I'd like to suggest an extension to Mr Ped idea of the T++ preview. Improve the infrastructure of U++ help in general, maybe using Kohait help viewer. Possibly even create a standalone help package.
1. Structured table of contents in parallel with existing "package reference" help. Anyone can add things or add their own pages locally.
2. Existing topic++ pages can be linked to and links within those pages work whether they're viewed from the "new" help or existing.
3. Provide, history, favorites, bookmarks and retrace.
4. Press F1 in source code and the help window shows help for word under cursor i.e. add a mechanism that supports this.
5. Click on a blue square and you see the topic page in non-edit mode i.e. go straight to Mr Ped "preview mode".
6. Improve the help search so it takes you to the exact line.

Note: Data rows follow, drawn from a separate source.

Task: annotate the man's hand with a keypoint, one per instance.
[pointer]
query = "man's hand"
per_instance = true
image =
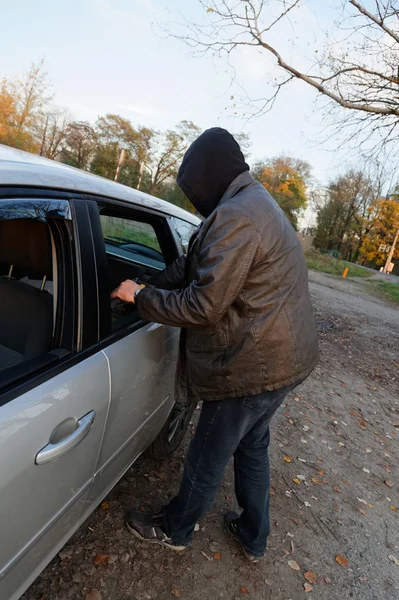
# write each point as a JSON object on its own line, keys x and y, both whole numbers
{"x": 126, "y": 291}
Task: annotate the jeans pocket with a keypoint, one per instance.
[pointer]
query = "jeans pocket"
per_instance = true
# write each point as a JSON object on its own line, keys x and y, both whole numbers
{"x": 267, "y": 400}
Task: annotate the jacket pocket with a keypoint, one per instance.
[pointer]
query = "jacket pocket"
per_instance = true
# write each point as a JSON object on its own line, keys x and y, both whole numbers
{"x": 206, "y": 340}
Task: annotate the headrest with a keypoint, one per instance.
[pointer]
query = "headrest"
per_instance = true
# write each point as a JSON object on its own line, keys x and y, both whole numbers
{"x": 25, "y": 243}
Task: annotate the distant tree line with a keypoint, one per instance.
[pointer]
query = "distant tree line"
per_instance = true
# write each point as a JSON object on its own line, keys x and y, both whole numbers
{"x": 29, "y": 121}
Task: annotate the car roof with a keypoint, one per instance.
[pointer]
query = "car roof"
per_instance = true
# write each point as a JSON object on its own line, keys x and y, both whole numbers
{"x": 19, "y": 168}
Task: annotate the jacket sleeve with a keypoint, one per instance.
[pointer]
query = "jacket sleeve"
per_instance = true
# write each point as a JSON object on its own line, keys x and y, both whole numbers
{"x": 171, "y": 278}
{"x": 226, "y": 255}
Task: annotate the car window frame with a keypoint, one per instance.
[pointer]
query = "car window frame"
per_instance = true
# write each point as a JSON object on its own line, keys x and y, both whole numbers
{"x": 169, "y": 246}
{"x": 85, "y": 334}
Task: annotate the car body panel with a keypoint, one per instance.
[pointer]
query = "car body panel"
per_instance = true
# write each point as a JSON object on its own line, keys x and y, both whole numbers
{"x": 33, "y": 498}
{"x": 22, "y": 168}
{"x": 142, "y": 368}
{"x": 127, "y": 379}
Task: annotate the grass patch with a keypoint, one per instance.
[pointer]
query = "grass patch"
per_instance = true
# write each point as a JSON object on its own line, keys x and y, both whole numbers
{"x": 391, "y": 290}
{"x": 333, "y": 266}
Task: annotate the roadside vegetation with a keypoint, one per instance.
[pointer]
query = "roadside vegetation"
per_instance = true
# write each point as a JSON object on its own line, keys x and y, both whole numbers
{"x": 317, "y": 261}
{"x": 391, "y": 290}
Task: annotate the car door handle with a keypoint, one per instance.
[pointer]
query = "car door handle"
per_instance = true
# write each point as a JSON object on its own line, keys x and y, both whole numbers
{"x": 54, "y": 451}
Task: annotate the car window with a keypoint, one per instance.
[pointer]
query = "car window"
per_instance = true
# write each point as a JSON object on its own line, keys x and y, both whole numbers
{"x": 133, "y": 251}
{"x": 184, "y": 230}
{"x": 132, "y": 240}
{"x": 30, "y": 307}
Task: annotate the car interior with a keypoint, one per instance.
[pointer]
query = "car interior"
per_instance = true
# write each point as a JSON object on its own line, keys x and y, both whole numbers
{"x": 26, "y": 293}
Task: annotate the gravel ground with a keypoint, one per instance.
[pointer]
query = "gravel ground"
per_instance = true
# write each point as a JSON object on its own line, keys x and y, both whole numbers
{"x": 335, "y": 500}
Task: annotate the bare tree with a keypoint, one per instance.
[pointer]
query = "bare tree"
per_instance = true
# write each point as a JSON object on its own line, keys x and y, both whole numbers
{"x": 358, "y": 72}
{"x": 53, "y": 131}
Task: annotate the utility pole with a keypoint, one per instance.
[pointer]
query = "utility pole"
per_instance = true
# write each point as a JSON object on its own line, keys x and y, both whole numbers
{"x": 390, "y": 255}
{"x": 118, "y": 168}
{"x": 140, "y": 174}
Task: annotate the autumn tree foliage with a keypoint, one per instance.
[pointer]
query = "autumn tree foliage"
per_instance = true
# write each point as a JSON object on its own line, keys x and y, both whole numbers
{"x": 382, "y": 223}
{"x": 287, "y": 180}
{"x": 342, "y": 216}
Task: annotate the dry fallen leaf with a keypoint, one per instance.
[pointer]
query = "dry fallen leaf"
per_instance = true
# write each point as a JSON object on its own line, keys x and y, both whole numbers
{"x": 294, "y": 565}
{"x": 93, "y": 595}
{"x": 101, "y": 560}
{"x": 311, "y": 577}
{"x": 176, "y": 591}
{"x": 341, "y": 560}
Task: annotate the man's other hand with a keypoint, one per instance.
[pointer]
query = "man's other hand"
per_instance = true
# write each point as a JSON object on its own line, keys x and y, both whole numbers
{"x": 126, "y": 291}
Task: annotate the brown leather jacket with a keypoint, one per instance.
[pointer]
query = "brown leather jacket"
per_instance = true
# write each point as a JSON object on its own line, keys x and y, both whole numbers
{"x": 244, "y": 306}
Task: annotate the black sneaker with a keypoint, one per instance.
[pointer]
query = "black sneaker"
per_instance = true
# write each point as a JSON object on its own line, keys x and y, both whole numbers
{"x": 231, "y": 521}
{"x": 145, "y": 529}
{"x": 148, "y": 518}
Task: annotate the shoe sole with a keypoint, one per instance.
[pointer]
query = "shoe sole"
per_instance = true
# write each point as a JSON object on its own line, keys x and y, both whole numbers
{"x": 250, "y": 558}
{"x": 155, "y": 541}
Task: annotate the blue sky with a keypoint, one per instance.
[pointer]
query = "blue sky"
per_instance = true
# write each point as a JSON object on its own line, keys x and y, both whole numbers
{"x": 112, "y": 56}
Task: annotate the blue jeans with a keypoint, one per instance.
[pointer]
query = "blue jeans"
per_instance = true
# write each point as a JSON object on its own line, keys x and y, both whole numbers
{"x": 238, "y": 427}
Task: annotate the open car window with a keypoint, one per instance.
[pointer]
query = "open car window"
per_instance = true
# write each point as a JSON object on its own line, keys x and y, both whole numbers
{"x": 35, "y": 307}
{"x": 132, "y": 240}
{"x": 136, "y": 247}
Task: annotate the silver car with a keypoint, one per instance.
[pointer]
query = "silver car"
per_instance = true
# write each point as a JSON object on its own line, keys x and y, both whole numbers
{"x": 85, "y": 386}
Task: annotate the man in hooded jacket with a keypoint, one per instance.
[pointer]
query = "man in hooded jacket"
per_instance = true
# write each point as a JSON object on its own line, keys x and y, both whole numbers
{"x": 248, "y": 337}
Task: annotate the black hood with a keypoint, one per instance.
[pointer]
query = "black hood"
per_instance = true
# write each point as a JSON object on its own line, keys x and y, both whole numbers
{"x": 210, "y": 164}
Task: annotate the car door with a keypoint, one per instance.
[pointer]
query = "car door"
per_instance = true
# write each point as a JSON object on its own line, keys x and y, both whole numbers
{"x": 141, "y": 356}
{"x": 53, "y": 407}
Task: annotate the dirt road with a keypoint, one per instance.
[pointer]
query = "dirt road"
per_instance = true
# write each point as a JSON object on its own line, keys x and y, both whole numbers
{"x": 335, "y": 503}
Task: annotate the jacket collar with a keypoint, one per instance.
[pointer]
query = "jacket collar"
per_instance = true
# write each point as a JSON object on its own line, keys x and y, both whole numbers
{"x": 244, "y": 179}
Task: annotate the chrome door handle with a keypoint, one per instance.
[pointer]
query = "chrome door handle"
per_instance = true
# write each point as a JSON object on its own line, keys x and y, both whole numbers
{"x": 54, "y": 451}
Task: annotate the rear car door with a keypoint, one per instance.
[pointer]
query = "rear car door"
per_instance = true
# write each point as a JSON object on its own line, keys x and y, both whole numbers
{"x": 135, "y": 243}
{"x": 54, "y": 383}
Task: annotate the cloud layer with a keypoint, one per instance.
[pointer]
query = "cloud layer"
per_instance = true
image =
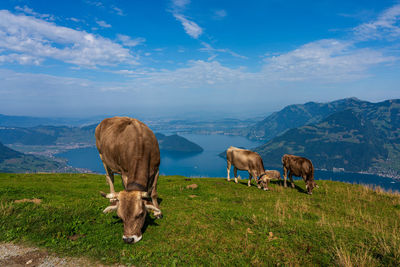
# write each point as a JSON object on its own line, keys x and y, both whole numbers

7. Add "tag word" mechanism so that tag words can be assigned to a topic++ page and searched for.
For extra credit
1. Generate pdf with table of contents of it all
2. Convert from topic++ format to google docs format and vice versa - maybe.
3. Improve/ automate the mechanism for users to submit changes/ improvements to the help.
Should be plenty of people capable of mentoring this but I'm not one of them...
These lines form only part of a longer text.